Yurtiçine ve yurtdışına tel kadayıf ithal ettiklerini belirten Nebiler, ürünlerinin katkı maddesi içermediğini bunun da lezzete olumlu etki ettiğini dile getirerek, “Mersin’e çiğ tel kadayıf ihtiyacının yüzde 80 oranında biz karşılıyoruz. Başka firmalar da var ama bizler biraz daha önem göstermeye çalışıyoruz.Mersin’in büyük markaları olmak Türkiye’nin bir çok kentine tedarik sağlıyoruz. Hatta yurtdışına kadar çiğ tel kadayıfı siparişlerini yolluyoruz.İstanbul, Şanlıurfa, Hakkari, Manisa, Ankara gibi yerlere yolluyoruz.Ocağın üzerinde özellikle hamurun dökülmesi kadar bu ürünlerin muhafaza edilmesi önemli, ürünler bir gün bekletildikten sonra kullanılabilir. Dolapta eksi derecede muhafaza edilmesi gerekiyor. Bazı firmalar katkı maddesi kullandığı için daha uzun süre muhafaza edilen kadayıflar da oluyor ama çok sağlıklı değil. Bizim ürünlerimiz buzdolabında olduğu sürece bir ay boyunca kullanılabilir. Bizim müşterilerimiz zaten bir kaç gün içinde hemen tüketmiş oluyorlar” dedi.

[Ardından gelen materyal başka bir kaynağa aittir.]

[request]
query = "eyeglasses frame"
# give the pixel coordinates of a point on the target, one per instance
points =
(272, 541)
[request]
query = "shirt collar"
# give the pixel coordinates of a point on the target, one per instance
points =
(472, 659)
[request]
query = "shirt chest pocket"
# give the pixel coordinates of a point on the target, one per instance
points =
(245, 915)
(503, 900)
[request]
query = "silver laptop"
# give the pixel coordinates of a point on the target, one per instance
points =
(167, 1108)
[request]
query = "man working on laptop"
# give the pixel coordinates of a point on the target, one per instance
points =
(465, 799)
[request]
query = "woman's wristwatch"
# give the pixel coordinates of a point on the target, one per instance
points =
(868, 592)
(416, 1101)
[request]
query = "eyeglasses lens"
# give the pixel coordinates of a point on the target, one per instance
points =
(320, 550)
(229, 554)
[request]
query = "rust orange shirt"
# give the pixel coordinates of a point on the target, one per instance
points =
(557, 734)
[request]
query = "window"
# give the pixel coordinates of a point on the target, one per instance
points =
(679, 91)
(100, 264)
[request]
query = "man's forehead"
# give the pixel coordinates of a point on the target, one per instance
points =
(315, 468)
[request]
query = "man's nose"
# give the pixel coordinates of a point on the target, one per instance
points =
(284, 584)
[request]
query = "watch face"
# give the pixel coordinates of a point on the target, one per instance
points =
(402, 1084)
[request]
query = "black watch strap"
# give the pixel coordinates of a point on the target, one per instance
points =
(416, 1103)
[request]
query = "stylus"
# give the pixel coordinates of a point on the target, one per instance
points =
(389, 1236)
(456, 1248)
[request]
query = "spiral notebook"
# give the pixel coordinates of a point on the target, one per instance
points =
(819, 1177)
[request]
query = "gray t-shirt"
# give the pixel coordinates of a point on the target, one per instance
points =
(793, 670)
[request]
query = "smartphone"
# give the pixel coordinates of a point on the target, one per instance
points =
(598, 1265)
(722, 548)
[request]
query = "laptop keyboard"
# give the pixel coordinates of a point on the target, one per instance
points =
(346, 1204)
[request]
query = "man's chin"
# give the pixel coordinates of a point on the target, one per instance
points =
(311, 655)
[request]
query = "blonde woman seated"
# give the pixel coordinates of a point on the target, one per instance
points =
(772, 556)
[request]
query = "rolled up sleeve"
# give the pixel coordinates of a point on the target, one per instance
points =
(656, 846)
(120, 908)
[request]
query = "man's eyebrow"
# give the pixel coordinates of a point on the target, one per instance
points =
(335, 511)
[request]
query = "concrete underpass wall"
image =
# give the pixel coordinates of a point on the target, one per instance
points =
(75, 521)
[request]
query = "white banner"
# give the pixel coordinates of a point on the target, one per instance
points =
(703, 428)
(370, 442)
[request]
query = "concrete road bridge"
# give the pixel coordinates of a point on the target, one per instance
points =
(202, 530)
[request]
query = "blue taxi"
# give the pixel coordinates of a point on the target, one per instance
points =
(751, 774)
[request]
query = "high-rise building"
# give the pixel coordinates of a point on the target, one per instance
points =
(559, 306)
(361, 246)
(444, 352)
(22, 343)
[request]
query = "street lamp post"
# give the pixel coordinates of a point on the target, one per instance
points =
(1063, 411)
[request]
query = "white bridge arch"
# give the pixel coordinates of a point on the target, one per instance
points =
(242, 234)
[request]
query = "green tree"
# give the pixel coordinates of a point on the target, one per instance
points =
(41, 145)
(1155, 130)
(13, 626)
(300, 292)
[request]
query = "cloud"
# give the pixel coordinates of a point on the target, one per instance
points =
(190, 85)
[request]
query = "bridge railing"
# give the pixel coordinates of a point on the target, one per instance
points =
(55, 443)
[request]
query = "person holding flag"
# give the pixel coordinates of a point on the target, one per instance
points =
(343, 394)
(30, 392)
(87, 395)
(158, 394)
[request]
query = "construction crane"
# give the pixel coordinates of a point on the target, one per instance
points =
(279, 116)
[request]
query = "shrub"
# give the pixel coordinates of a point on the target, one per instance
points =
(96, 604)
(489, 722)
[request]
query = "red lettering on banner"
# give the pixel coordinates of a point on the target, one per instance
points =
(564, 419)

“MERSİN’DE VATANDAŞLAR TATLIYI SEVİYOR, BU DA BİZE OLUMLU YANSIYOR”

Nebiler, tatlı tüketiminin fazla olmasının işlerini pandemide pek etkilemediğini söyleyerek, “tüm işletmeleri olumsuz etkilediği gibi pandemi bizleri de etkiledi. Akdeniz bölgesinde tatlı fazla tüketilir, insanlar tüketirken fazla sorgulamıyorlar çünkü tatlıyı seviyorlar. Ama pandemi sürecinde insanlar ne yediklerine daha fazla dikkat eder oldu. Buna rağmen tatlıya ilgi hep olduğu için çok olumsuz etkilemedi ama eski bayramlarla karşılaştırınca da biraz daha düşüş yaşadık.Burada üretimini yaptığımız çiğ kadayıfı ile tatlı olarak fıstıklı tel kadayıfı, fıstıklı burma kadayıfı, künefe, billuriye gibi tatlılar da bu tel kadayıfı ile yapılmış şerbetli tatlılara dönüşmüş oluyor. Bayram öncesi yoğun bir mesai yaptık. Mersin tatlıyı seven bir kent bizler de bu anlamda işimize devam ediyoruz” diye konuştu.

“BU İŞİ DEVAM ETTİRECEK ELEMAN YETİŞMİYOR”

Çiğ tel kadayıf üretimini  yapacak eleman yetişmediğini kaydeden Nebiler, bir kültürü devam ettirdiklerini söyleyerek, “mesleğimiz geleneksel kültürü olan bir iş, asırlar önce yapılan bir iş bizler de devam ettiriyoruz. Artık bu tip işlere talep yok ve bu işe devam ettirecek, geleneksel olarak öğrenecek eleman da yetişmiyor. İnsanlar fazla zahmete girmek istemiyor. İnsanlar lezzet arıyor bizler de bu açıdan bakıyoruz ve işimizi severek yapıyoruz. Tarihimizi unutmamak adına devam etmesi için elimizden geleni yapacağız. Bu ocaklar 80 yıllık bir geçmişe sahip amacımız bir 80 yıl daha bu ocaklarla bir kültürü devam ettirmek” şeklinde konuştu.